Come spiegano i ricercatori di Adversis, che hanno condotto un’approfondita ricerca sul tema, il problema riguarda il sistema di condivisione dei file messo a disposizione da Box, che molti utilizzano in maniera decisamente.. “superficiale”.
Lo strumento è piuttosto semplice e di uso intuitivo: basta scegliere il documento che si vuole condividere e viene creato un link che permette a chiunque di accedervi. Il problema è che la sintassi usata per creare il percorso è decisamente prevedibile, del tipo https://<companyname>.app.box.com/v/<filename>.
A peggiorare la situazione c’è il fatto che scoprire se un’azienda ha un account Box è tutt’altro che difficile. I ricercatori spiegano infatti che basta digitare nel browser un indirizzo del tipo https://<companyname>.account.box.com e vedere cosa succede. Se compare il logo dell’azienda, esiste un account.

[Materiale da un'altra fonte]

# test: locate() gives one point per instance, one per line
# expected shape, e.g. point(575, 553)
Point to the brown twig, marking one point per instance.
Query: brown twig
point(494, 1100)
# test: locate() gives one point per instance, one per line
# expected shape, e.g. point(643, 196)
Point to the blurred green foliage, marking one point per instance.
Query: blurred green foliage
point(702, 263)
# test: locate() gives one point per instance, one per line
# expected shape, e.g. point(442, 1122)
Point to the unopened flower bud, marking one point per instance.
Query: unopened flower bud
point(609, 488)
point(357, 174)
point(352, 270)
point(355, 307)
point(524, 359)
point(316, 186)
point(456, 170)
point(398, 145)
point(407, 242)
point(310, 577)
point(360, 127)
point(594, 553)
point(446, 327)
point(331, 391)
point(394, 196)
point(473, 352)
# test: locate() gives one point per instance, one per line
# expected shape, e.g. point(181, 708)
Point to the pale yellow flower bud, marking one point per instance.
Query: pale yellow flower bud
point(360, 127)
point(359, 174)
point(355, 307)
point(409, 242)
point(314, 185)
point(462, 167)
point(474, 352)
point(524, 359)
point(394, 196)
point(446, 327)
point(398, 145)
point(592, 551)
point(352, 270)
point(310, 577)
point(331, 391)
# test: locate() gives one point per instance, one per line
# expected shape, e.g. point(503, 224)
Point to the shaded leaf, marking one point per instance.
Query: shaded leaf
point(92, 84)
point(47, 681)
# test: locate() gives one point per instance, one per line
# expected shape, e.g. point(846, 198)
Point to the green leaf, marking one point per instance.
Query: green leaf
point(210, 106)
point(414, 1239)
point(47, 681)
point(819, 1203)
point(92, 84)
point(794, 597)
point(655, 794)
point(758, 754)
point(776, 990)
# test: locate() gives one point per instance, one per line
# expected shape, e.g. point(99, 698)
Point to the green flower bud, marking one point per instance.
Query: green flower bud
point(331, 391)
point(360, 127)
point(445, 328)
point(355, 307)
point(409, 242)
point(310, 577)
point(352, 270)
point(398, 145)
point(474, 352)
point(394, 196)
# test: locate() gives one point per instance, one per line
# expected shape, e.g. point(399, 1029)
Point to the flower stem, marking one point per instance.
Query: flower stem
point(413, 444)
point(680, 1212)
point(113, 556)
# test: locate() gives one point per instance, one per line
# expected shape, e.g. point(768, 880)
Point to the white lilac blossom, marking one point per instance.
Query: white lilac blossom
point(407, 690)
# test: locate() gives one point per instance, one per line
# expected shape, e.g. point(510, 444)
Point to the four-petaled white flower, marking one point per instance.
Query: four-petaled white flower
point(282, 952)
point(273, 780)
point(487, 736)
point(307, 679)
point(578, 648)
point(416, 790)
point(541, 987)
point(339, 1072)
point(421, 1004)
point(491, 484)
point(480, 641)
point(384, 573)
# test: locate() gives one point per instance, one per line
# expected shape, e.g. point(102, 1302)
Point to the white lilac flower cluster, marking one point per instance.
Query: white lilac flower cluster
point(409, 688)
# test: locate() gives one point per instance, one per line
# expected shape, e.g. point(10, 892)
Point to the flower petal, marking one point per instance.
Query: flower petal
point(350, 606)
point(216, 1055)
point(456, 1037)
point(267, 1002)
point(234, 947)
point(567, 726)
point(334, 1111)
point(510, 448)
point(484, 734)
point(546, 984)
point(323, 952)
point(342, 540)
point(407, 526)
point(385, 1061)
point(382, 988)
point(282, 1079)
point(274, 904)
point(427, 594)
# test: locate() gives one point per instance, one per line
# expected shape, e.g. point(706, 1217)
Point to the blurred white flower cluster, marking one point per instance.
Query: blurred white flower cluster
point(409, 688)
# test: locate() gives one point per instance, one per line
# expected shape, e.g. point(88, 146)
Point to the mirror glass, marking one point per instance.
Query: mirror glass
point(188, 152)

Il risultato finale è che chiunque può scoprire se una società usa Box e poi utilizzare tecniche di brute forcing per individuare tutti i file condivisi e accedervi senza problemi.
In teoria (e questa volta lo diciamo senza ironia) in questo caso varrebbe la celebre risposta “non è un bug, è una feature” che sentiamo spesso ripetere dagli sviluppatori quando non hanno nessuna intenzione di ammettere un errore.
Dalle parti di Box, infatti, hanno previsto questa funzionalità per condividere su Internet documenti e informazioni pubblici o di interesse generale. Insomma: in questo calderone non dovrebbe esserci alcun dato sensibile, per il quale è invece pensata una funzione apposita che limita l’accesso ai soggetti che ne hanno l’autorizzazione (per esempio gli impiegati della società) impedendolo a chiunque altro.
Peccato che siano ben poche le aziende che hanno capito la differenza e, stando a quanto riporta Adversis, una ricerca di 48 ore ha permesso di raccogliere migliaia di informazioni riservate, tra cui fotografie di passaporti, dati personali, ma anche progetti di prototipi con tanto di file CAD.
Non ultime, anche informazioni sulle configurazioni dei sistemi, delle VPN e altri dati che rischiano di mettere a repentaglio la sicurezza dei sistemi informatici delle aziende coinvolte.
La società di sicurezza ha inviato numerosi alert alle aziende coinvolte (nell’elenco ci sarebbero anche Apple, Discovery Channel, Herbalife e Schneider Electric) e buona parte di queste avrebbe già preso le contromisure per evitare il leak involontario di informazioni.